Sometimes when developing any kind of game you want to have a function called on an object A (not necessarily a GameObject) when object B hits a trigger defined by object C. For example, A can be your game controller, B your player's avatar and C a trigger next to a door. When the avatar walks into the trigger you want to call something like
GameController.Instance.LoadLevel("nameofthelevel");
So you write a "DoorTrigger" monobehaviour with a public string member for the name of the level that should be loaded when the avatar walks into the trigger. Perfect.
The things is that this is a very common behaviour; often you just want to call one simple function on another object when the player (or something else) runs into a trigger and often the trigger object and the callee for the function is not the same object. Writing a new class for every occasion is cumbersome.
In the UnityEngine.UI namespace we have the EventTrigger class that solves exactly this issue, but then for input events. When a ui button is clicked the code for doing something with that event is often not in a monobehaviour on that button, but likely in some PanelController class that controls the panel. So you use the button's functionality to forward the event to that controller. The EventTrigger class does the same thing for other ui objects than buttons.

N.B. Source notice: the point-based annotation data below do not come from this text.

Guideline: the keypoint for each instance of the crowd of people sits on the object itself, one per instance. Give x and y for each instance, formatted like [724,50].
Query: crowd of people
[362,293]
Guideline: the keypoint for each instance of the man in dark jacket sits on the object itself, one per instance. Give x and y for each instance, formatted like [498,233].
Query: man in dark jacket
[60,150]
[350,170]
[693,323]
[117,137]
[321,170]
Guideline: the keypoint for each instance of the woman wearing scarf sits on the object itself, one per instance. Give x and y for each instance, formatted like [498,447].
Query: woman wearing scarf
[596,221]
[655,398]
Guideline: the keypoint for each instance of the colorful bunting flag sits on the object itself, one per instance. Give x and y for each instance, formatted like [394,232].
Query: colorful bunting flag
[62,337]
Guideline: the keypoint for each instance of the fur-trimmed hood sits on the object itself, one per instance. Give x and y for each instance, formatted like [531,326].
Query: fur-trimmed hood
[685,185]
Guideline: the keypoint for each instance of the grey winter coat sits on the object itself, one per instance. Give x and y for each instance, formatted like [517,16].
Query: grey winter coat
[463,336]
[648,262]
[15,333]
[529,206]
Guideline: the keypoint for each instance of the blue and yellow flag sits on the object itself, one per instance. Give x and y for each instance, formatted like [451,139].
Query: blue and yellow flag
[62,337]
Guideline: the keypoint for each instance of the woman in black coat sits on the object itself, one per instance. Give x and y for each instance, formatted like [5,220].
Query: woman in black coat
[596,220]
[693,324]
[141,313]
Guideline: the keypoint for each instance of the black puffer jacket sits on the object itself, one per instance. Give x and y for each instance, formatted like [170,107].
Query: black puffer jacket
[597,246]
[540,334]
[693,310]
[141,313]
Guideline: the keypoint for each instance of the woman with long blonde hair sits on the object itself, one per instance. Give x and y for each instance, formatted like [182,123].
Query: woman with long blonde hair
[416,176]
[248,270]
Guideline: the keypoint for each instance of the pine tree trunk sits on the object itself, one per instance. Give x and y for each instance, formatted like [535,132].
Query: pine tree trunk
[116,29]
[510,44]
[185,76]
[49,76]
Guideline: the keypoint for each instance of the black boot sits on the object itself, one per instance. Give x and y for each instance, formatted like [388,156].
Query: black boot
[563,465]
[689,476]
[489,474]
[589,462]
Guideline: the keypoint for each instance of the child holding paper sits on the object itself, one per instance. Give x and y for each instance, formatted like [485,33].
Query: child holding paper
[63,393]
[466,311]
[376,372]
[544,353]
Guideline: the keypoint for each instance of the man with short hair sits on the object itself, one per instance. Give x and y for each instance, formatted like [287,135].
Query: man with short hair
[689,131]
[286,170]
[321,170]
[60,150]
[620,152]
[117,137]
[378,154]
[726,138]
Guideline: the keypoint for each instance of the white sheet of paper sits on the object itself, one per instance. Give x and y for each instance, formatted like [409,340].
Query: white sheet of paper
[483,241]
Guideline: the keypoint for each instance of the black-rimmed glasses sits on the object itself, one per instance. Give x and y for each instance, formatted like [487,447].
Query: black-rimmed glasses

So we thought to take a peek at the open source implementation of EventTrigger and see if we could mimic the same easy editor interaction for physics trigger events. We finally came up with a class called ForwardTrigger that can be found here. It is very similar to the code of EventTrigger but a lot less complicated, since we don't have to deal with InputModules but simple trigger events.
We introduced a PhysicsTriggerEventData class that tells you what object the trigger was and what object the collider was. We also copied with very little changes the code of the editor for that class so that we can now forward physics trigger events as easily as we could forward click events:
A working example is hosted on this bitbucket repository called "UnityToolset". This repository will become the place where I'll add all code that I frequently use in multiple Unity projects (as long as it is not under NDA) and also all code that I write about on my blog. I welcome all feedback on this project!